Frowning, dispelling the image, she found her shoulder holster and snapped it on.
She was no longer all those things that had been important to her in her youth. “Hot.” Or “cool.” Whichever was in vogue. Even “tight” or “sexy” or “naughty” didn’t appeal to her. Probably would never again.
Which was fine.
Except that she was alone.
No husband or lover or boyfriend on the horizon.
“No big deal,” she said to herself while warming water for tea in the microwave. After all, she’d been thinking about getting a pet. Why not? Something living to come home to.
A bird would be good…maybe a parakeet or macaw or…who was she kidding? A bird? In a cage? Spreading seeds and crapping on newspapers lining the cage floor? Or perching on the curtain rod with its wings clipped?
Fine for someone else.
Just not Selena’s style.
She was fine. Alone. Matter of fact, that’s just how she liked things.

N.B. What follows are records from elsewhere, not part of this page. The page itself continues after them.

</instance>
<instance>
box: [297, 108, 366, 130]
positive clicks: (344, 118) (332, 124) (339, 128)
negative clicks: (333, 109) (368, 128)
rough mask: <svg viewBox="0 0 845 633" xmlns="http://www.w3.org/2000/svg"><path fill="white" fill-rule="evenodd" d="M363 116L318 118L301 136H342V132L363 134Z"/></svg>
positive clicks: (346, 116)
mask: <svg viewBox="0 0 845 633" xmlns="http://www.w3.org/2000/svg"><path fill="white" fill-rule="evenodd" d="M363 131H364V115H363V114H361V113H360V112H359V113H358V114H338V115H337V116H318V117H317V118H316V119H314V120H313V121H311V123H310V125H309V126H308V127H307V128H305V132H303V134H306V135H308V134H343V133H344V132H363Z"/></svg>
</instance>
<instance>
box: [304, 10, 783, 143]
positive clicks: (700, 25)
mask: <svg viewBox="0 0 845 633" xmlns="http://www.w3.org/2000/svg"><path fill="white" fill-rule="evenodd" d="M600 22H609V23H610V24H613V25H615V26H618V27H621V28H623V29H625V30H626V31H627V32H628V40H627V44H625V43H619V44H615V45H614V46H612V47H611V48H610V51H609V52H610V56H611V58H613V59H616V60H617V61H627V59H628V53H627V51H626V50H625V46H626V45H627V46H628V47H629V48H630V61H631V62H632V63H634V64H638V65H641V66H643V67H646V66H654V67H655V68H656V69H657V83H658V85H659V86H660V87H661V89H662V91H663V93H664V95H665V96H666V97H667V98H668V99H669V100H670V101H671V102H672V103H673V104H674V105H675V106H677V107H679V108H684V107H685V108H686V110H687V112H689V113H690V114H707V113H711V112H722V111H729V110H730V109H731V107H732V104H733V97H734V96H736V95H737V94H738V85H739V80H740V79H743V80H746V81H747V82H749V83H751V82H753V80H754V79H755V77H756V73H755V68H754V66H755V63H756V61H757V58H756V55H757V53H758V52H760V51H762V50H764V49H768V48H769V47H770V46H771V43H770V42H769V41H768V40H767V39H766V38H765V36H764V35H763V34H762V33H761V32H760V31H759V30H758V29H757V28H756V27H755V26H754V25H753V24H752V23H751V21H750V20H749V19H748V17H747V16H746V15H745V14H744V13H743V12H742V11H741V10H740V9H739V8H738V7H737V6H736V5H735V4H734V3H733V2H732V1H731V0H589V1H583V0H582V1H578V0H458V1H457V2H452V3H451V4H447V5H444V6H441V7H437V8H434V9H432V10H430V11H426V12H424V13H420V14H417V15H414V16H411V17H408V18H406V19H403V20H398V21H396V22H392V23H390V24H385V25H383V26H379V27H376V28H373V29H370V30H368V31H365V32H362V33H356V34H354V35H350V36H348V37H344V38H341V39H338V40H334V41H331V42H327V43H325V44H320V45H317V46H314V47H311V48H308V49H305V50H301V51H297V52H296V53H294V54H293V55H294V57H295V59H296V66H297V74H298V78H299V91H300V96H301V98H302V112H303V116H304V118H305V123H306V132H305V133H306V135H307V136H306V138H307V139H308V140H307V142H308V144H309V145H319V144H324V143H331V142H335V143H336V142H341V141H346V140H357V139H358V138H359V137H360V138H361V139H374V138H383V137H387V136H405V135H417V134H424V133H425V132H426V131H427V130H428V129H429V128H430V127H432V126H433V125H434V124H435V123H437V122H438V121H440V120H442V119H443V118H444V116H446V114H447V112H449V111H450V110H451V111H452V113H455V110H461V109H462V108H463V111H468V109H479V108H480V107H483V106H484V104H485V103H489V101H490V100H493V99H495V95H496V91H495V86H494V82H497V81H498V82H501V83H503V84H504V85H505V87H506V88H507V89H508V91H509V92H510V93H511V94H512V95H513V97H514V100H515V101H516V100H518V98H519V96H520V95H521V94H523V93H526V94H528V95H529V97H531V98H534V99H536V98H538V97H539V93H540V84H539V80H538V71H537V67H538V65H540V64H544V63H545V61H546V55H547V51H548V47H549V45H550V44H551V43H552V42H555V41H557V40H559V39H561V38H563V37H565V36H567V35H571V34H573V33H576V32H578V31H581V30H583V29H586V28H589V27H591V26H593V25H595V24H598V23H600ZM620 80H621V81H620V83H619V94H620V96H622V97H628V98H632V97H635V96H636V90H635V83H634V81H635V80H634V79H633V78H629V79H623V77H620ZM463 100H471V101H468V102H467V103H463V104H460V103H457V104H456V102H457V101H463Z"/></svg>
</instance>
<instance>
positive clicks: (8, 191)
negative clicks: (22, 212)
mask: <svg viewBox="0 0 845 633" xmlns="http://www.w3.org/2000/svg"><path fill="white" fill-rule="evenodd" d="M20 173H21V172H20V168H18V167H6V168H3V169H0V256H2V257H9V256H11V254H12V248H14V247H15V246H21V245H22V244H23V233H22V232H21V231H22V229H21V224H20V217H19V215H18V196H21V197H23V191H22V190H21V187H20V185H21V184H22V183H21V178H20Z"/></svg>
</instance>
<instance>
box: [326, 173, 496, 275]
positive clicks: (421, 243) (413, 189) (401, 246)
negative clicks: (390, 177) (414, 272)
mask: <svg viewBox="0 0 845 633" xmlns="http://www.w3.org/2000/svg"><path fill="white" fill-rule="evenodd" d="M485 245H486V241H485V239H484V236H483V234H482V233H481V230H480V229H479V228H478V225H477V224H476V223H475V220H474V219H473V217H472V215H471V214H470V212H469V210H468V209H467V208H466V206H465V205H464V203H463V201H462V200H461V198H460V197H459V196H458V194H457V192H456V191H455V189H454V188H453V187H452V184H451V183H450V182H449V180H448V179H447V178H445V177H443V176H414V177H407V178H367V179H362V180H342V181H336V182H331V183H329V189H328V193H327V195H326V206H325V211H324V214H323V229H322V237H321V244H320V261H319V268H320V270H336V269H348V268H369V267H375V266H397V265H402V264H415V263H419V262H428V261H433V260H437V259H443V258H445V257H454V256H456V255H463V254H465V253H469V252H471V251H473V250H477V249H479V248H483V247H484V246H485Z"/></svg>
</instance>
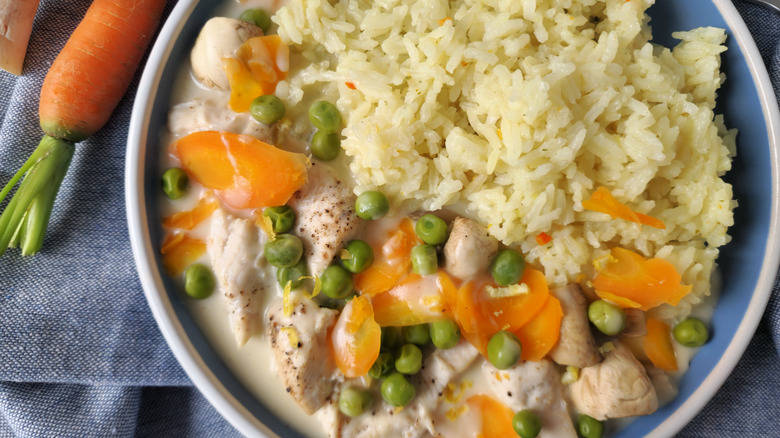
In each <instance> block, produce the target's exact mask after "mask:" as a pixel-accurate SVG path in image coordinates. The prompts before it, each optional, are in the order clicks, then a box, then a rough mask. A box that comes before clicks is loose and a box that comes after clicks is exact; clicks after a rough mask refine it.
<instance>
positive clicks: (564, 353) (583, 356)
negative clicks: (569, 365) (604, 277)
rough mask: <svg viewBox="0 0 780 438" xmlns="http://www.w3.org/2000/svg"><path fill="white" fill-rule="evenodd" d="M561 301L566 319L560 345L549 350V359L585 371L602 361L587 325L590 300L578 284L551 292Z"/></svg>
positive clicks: (561, 364)
mask: <svg viewBox="0 0 780 438" xmlns="http://www.w3.org/2000/svg"><path fill="white" fill-rule="evenodd" d="M550 292H551V293H552V294H553V296H555V298H558V300H559V301H560V302H561V307H562V308H563V320H561V334H560V337H559V338H558V343H557V344H556V345H555V347H554V348H553V349H552V350H551V351H550V359H552V360H554V361H555V362H556V363H558V364H561V365H572V366H575V367H577V368H585V367H587V366H591V365H595V364H597V363H599V362H601V354H599V350H598V348H597V347H596V341H595V340H594V339H593V333H591V331H590V324H589V323H588V311H587V301H586V300H585V295H583V294H582V290H581V289H580V287H579V286H578V285H577V284H576V283H572V284H569V285H568V286H564V287H559V288H555V289H553V290H551V291H550Z"/></svg>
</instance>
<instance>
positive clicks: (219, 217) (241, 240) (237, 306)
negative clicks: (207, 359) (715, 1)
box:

She glanced at her desk where more images and notes about the series of murders were strewn over the desk in the tiny apartment where she lived alone. No man had ever slept in her bed. She’d been in Grizzly Falls for over three years, ever since leaving San Bernadino. “A loner,” she’d been called, or an “ice princess.” She’d even heard Pete Watershed, a coworker, suggest to a group of officers that she “probably swings the other way.” Even now, feeling rotten, she smiled at that one.
If they only knew.
Not that she gave a damn.
Besides, Watershed was a dolt.
Alvarez figured that the less her coworkers and acquaintances knew about her, the better she could do her job. And she was all about her job.
The microwave dinged and she pulled out the cup of near-boiling water, then dunked a bag of tea into it. Her grandmother had insisted that honey and lemon be added to the tea in order for the concoction to “shake the cold loose,” but Alvarez had neither item in the small kitchen of her studio.

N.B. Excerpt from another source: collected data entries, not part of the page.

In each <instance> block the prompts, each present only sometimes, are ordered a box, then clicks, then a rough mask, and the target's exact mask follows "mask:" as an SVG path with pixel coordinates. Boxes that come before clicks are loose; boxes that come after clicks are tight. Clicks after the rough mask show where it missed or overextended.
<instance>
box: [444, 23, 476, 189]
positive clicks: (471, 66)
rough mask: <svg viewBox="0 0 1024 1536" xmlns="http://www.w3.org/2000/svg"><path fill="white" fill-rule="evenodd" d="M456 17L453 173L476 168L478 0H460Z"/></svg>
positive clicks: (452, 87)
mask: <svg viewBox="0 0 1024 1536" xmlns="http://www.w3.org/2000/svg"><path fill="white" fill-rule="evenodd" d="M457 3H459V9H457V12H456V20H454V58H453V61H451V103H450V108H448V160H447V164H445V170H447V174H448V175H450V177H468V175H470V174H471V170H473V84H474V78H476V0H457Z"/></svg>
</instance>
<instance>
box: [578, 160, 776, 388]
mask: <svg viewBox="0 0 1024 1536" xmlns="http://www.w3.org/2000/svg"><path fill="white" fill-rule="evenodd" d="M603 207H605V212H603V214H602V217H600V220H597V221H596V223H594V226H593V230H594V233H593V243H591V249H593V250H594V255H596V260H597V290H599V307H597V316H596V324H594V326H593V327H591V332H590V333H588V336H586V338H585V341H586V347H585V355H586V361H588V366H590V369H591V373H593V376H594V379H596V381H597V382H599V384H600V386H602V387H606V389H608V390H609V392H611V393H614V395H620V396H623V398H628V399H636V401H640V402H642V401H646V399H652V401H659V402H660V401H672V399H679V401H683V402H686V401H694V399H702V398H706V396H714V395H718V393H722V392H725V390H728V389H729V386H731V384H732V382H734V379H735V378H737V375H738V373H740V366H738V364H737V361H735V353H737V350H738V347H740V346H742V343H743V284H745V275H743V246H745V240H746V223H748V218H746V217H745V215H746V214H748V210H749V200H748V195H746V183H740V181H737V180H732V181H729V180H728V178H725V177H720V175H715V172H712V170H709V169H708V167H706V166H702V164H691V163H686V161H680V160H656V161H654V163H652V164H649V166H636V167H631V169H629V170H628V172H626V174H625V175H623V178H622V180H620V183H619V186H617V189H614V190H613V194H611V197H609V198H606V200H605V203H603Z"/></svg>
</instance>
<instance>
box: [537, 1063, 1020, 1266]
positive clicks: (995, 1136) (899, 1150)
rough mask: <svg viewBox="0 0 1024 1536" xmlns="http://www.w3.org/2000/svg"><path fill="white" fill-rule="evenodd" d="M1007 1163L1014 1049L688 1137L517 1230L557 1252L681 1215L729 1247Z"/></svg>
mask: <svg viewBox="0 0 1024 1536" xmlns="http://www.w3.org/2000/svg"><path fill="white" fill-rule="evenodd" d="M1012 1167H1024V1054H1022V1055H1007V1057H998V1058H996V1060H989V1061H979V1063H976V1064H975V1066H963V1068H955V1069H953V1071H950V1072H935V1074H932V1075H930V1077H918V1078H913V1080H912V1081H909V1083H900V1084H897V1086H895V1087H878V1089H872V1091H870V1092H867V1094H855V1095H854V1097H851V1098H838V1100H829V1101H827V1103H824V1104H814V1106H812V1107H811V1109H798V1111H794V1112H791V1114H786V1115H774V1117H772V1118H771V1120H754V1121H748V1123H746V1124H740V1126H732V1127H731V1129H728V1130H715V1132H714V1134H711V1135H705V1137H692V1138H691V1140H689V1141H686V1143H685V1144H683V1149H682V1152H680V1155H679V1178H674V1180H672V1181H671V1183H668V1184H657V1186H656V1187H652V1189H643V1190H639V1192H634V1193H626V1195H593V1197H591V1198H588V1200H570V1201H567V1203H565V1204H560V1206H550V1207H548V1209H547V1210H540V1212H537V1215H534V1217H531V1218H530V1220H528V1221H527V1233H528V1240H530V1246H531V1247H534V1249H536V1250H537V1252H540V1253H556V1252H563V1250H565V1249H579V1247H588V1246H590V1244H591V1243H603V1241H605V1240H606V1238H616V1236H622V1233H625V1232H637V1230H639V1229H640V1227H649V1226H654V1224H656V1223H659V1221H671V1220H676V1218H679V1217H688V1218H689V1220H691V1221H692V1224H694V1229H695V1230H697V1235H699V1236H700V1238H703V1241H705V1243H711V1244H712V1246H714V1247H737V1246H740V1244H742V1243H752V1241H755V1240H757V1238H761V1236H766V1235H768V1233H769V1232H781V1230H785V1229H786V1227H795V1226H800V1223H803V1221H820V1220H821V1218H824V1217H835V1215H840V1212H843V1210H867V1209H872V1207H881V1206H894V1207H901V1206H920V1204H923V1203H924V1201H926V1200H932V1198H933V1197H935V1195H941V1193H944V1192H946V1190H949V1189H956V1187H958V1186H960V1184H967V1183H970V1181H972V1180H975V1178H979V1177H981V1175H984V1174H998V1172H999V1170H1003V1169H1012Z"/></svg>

Orange pekoe would have to do.
“Citrus is citrus,” she told herself, blowing over her cup and gingerly tasting the hot tea. It nearly burned her tongue, but did soothe her throat.
Her cell rang and it sounded dull, as her ears were still plugged. She scrounged it out of her pocket and flipped it open. “Alvarez.”
“She’s not our killer.” Sheriff Grayson sounded disgusted. “Nothing adds up. A copycat, it looks like, though how she knew enough about the crimes to try and kill Jillian Rivers in the same manner, we haven’t figured out yet.” He let out a long, angry breath. “I was really hoping she would be the doer and we could close the case, but that’s not gonna happen.”
Alvarez wasn’t surprised. Last night she’d spent hours double-checking dates, places, and the suspect’s whereabouts before finally going to bed. Nothing had matched up. The woman in custody couldn’t have committed the murders of Theresa Charleton, Nina Salvadore, Wendy Ito, Rona Anders, and Hannah Estes.
On top of all that, Alvarez was certain they should be looking for a guy. A big guy, one strong enough to carry women out of snow-covered canyons, one smart enough to hide them away without detection, a sharpshooter with incredible accuracy: under sixty, probably, big, athletic.
And then there was the fact of her missing partner.
She shivered as Grayson said, “It sure would have been nice to get the mutt behind bars.”